В таком маленьком городке, как Ферст-Систер, штат Вермонт, все знали обстоятельства моего появления на свет — как знали и то, что муж моей матери был мужем только номинально. У меня сложилось ощущение, что каждый горожанин знал историю моего отца-связиста. Уильям Фрэнсис Дин сбежал, и все, что осталось от сержанта в Ферст-Систер, — его фамилия, с приставкой «младший», прилепившейся в конце. Хоть мисс Фрост и не была со мной знакома до этого сентябрьского вечера 1955 года, она, без сомнения, знала обо мне все.
— Но вы, я так понимаю, не мистер Дин — вы ведь не отец этому мальчику, не так ли? — спросила Ричарда мисс Фрост.
— Нет-нет… — начал было Ричард.
— Я так и подумала, — сказала мисс Фрост. — В таком случае вы… — она сделала паузу, явно не собираясь заканчивать свою фразу.
— Ричард Эбботт, — представился Ричард.
— Новый учитель! — провозгласила мисс Фрост. — Приглашенный в отчаянной надежде на то, что хоть кто-то в академии Фейворит-Ривер сможет донести до этих мальчишек Шекспира.

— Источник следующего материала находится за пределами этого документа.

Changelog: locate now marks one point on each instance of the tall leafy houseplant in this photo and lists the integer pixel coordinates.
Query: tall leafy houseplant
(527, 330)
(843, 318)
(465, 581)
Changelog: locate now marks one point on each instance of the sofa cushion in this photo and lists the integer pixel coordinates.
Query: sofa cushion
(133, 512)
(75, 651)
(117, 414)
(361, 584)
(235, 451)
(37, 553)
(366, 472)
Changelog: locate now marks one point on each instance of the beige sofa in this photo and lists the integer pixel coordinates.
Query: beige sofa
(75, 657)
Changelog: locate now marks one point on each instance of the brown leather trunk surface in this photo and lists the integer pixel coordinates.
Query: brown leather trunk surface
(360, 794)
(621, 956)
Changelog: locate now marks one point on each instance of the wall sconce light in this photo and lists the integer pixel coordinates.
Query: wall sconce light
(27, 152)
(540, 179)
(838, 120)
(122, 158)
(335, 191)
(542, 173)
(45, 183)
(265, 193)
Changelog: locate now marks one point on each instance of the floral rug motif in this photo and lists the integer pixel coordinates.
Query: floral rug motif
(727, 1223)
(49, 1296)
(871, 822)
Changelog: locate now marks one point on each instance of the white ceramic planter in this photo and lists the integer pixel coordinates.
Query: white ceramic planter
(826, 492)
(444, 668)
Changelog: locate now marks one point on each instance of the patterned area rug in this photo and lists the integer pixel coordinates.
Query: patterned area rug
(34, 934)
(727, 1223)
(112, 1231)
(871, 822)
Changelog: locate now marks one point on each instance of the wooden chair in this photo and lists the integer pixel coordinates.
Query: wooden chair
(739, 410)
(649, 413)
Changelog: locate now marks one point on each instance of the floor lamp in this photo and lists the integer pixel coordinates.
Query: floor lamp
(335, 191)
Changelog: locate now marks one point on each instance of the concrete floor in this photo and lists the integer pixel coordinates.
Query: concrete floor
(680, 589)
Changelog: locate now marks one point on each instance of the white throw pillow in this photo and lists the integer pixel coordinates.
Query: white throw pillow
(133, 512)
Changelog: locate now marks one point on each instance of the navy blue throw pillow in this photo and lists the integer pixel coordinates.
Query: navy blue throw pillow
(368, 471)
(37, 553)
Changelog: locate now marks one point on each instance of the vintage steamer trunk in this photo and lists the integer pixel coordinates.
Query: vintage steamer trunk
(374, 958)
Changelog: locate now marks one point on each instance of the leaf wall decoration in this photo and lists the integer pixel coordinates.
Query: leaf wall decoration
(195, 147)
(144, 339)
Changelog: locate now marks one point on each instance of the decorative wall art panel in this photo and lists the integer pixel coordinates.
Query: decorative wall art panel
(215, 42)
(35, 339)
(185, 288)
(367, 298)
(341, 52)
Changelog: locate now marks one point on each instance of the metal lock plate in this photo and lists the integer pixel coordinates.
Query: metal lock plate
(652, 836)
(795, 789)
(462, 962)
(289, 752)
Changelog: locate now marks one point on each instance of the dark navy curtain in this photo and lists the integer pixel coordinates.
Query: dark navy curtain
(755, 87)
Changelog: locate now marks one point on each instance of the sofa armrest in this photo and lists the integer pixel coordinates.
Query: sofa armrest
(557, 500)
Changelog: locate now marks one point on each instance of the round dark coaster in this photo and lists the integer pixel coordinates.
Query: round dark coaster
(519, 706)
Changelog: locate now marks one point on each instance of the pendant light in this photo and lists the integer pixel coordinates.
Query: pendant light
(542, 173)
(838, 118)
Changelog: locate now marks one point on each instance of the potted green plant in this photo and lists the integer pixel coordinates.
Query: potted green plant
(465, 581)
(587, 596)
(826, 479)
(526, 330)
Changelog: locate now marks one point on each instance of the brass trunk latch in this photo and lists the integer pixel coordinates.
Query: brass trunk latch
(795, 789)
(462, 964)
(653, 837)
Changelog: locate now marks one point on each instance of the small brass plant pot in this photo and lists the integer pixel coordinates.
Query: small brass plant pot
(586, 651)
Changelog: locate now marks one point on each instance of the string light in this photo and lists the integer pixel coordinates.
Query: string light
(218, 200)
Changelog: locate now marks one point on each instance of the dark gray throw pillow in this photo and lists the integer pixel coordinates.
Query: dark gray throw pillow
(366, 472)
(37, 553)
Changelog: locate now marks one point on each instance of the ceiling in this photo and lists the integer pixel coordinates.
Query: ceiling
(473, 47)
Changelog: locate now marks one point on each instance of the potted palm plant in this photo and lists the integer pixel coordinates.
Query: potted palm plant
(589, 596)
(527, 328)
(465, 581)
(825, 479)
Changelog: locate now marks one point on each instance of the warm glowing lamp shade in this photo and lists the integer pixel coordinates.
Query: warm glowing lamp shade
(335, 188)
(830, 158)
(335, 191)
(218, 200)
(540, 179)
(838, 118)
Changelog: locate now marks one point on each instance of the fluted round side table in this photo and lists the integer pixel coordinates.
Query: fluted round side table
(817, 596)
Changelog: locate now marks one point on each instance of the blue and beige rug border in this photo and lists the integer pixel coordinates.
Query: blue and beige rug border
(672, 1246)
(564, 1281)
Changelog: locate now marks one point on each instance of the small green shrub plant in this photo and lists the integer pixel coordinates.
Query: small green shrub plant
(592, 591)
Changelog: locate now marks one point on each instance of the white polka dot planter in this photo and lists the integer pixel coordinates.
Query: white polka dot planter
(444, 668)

— Да, — ответил Ричард, удивленный, что библиотекарше известны такие подробности — его задачей действительно было не только преподавать английский, но и заставить мальчиков читать и понимать Шекспира. Я был удивлен еще больше; хотя я слышал, как Ричард рассказывает дедушке о своем интересе к Шекспиру, я впервые узнал о его просветительской миссии. Похоже, Ричарда Эбботта наняли, чтобы Шекспир у мальчишек из ушей полез!
— Ну что ж, удачи, — сказала ему мисс Фрост. — Поверю, когда увижу, — добавила она, улыбнувшись мне. — А вы собираетесь ставить что-нибудь из Шекспира? — спросила она Ричарда.
— Я уверен, что это единственный способ заставить их читать и понимать Шекспира, — ответил Ричард. — Им нужно видеть эти пьесы на сцене — а еще лучше самим участвовать в постановках.
— Все эти мальчишки в роли женщин и девушек, — раздумчиво произнесла мисс Фрост, покачав головой. — Вот вам и «намеренная приостановка неверия», и все прочее, о чем там говорил Кольридж, — заметила она, все еще улыбаясь мне. (Я вообще-то терпеть не мог, когда мне ерошили волосы, но когда это сделала мисс Фрост, я просто засиял в ответ.) — Это ведь Кольридж, да? — спросила она Ричарда.
— Да, он самый, — ответил Ричард. Я видел, что мисс Фрост его заворожила, и если бы он совсем недавно не влюбился в мою мать — то кто знает?.. По моему незрелому мнению, мисс Фрост была сногсшибательной красавицей. Одной рукой она ерошила мне волосы, но другая ее ладонь лежала на столе недалеко от рук Ричарда Эбботта; увидев, что я смотрю на их руки, она убрала свою ладонь со стола. Я почувствовал, как ее пальцы легко дотронулись до моего плеча.
— И что же тебе хотелось бы прочесть, Уильям? — спросила она. — Ты ведь Уильям, не так ли?
— Да, — ответил я ей, волнуясь. «Уильям» звучало так по-взрослому. Влюбленность в маминого ухажера смущала меня; гораздо более сильное увлечение статной мисс Фрост показалось мне намного более приемлемым вариантом.
Я заметил, что ее ладони шире, а пальцы длиннее, чем у Ричарда Эбботта, и пока они стояли рядом, я обратил внимание, что бицепсы у нее тоже побольше, а плечи пошире; да и ростом она была выше Ричарда.
Но кое в чем они были схожи. Ричард выглядел очень молодо — он сошел бы за ученика академии Фейворит-Ривер; вероятно, бриться ему приходилось не больше двух-трех раз в неделю. А у мисс Фрост, несмотря на широкие плечи, сильные руки и (я только теперь заметил) внушительную ширину грудной клетки, была совсем небольшая грудь. Ее грудь была юной, только наливающейся — или так мне показалось; впрочем, мне было тринадцать, и я лишь недавно начал обращать внимание на женские груди.
У кузины Джерри грудь была побольше. Даже у четырнадцатилетней Лоры Гордон, слишком фигуристой, чтобы играть Хедвиг в «Дикой утке», была более «заметная грудь» (по выражению моей наблюдательной тети Мюриэл), чем у импозантной во всех прочих отношениях мисс Фрост.